StandardizedPredictors.jl Integration
FormulaCompiler.jl integrates with StandardizedPredictors.jl to handle standardized predictors efficiently in zero-allocation model evaluation.
Supported Standardizations
Currently, FormulaCompiler.jl supports:
- ZScore: Z-score standardization (mean=0, std=1)

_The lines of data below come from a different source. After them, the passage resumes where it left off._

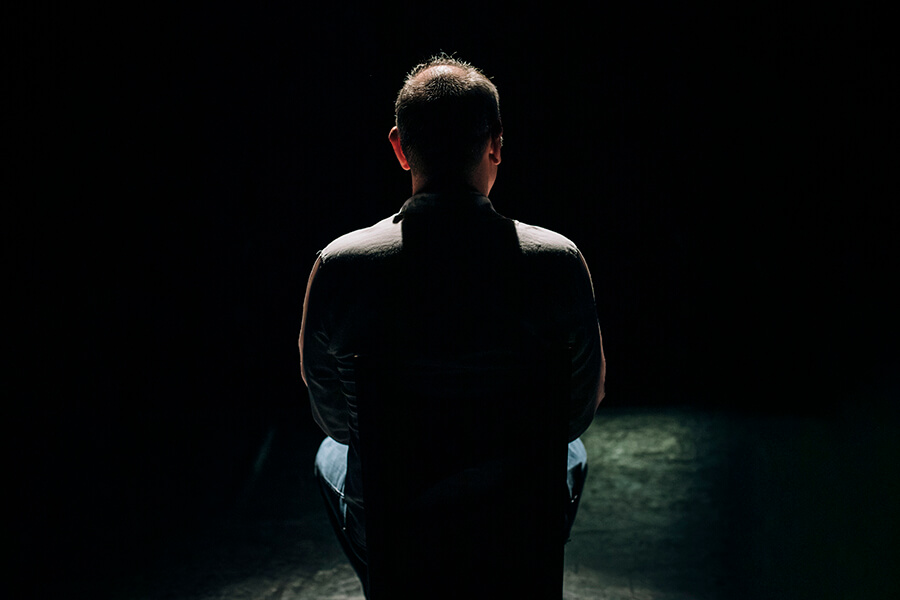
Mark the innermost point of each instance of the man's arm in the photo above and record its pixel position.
(318, 366)
(588, 360)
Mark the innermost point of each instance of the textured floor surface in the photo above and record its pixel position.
(680, 504)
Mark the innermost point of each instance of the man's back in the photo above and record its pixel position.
(461, 298)
(446, 283)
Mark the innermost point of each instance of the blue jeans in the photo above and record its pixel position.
(331, 472)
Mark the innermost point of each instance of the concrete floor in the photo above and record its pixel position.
(680, 504)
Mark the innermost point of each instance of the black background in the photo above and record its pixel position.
(725, 172)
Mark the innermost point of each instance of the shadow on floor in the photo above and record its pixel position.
(679, 504)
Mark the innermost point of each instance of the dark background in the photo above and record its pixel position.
(724, 171)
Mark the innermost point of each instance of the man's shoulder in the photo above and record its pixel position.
(381, 239)
(541, 241)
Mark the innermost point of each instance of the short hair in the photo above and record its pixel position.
(446, 117)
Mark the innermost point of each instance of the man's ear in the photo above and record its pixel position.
(494, 149)
(394, 136)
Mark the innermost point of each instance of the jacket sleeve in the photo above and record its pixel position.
(588, 361)
(318, 365)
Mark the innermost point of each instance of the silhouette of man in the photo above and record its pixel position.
(446, 280)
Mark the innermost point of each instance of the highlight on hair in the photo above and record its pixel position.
(446, 112)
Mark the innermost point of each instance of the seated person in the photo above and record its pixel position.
(445, 280)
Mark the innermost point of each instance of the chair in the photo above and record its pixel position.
(464, 471)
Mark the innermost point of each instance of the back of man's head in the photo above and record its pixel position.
(446, 113)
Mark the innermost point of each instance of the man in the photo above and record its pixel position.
(446, 280)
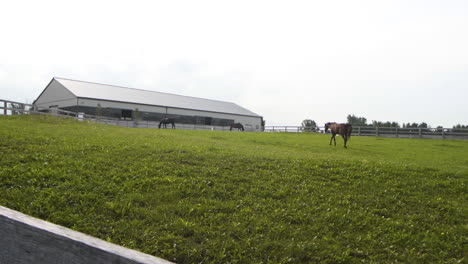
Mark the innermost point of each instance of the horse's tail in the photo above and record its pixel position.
(349, 129)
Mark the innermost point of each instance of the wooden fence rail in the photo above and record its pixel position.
(397, 132)
(17, 108)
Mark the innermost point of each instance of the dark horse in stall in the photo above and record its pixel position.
(344, 130)
(166, 121)
(239, 126)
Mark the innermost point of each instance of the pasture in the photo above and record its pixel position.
(232, 197)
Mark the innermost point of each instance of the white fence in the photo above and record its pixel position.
(16, 108)
(396, 132)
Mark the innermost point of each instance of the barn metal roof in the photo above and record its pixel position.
(84, 89)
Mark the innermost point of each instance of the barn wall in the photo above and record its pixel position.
(250, 123)
(55, 95)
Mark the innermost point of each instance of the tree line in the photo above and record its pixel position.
(358, 121)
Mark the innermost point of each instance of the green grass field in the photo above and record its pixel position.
(230, 197)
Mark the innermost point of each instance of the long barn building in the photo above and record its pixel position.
(121, 102)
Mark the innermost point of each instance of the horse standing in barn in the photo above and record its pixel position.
(344, 130)
(239, 126)
(166, 121)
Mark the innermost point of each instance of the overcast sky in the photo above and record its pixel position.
(403, 61)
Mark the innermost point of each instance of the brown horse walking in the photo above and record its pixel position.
(344, 130)
(239, 126)
(167, 121)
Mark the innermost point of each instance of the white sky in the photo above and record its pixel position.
(403, 61)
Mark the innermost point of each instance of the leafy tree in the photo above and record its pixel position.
(309, 125)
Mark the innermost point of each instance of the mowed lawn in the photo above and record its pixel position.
(232, 197)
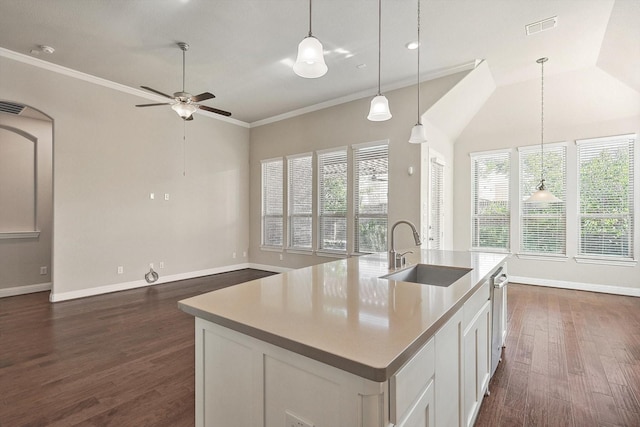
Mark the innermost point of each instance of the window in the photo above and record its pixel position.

- Future versions will support additional standardizations
Basic Usage
using StandardizedPredictors, FormulaCompiler, GLM, DataFrames, Tables
# Create sample data
df = DataFrame(
y = randn(1000),
x1 = randn(1000) * 5 .+ 10, # Mean ≈ 10, std ≈ 5
x2 = randn(1000) * 2 .+ 3, # Mean ≈ 3, std ≈ 2
group = rand(["A", "B", "C"], 1000)
)
# Define standardization contrasts
contrasts_dict = Dict(
:x1 => ZScore(),
:x2 => ZScore()
)
# Fit model with standardized predictors
model = lm(@formula(y ~ x1 + x2 * group), df, contrasts=contrasts_dict)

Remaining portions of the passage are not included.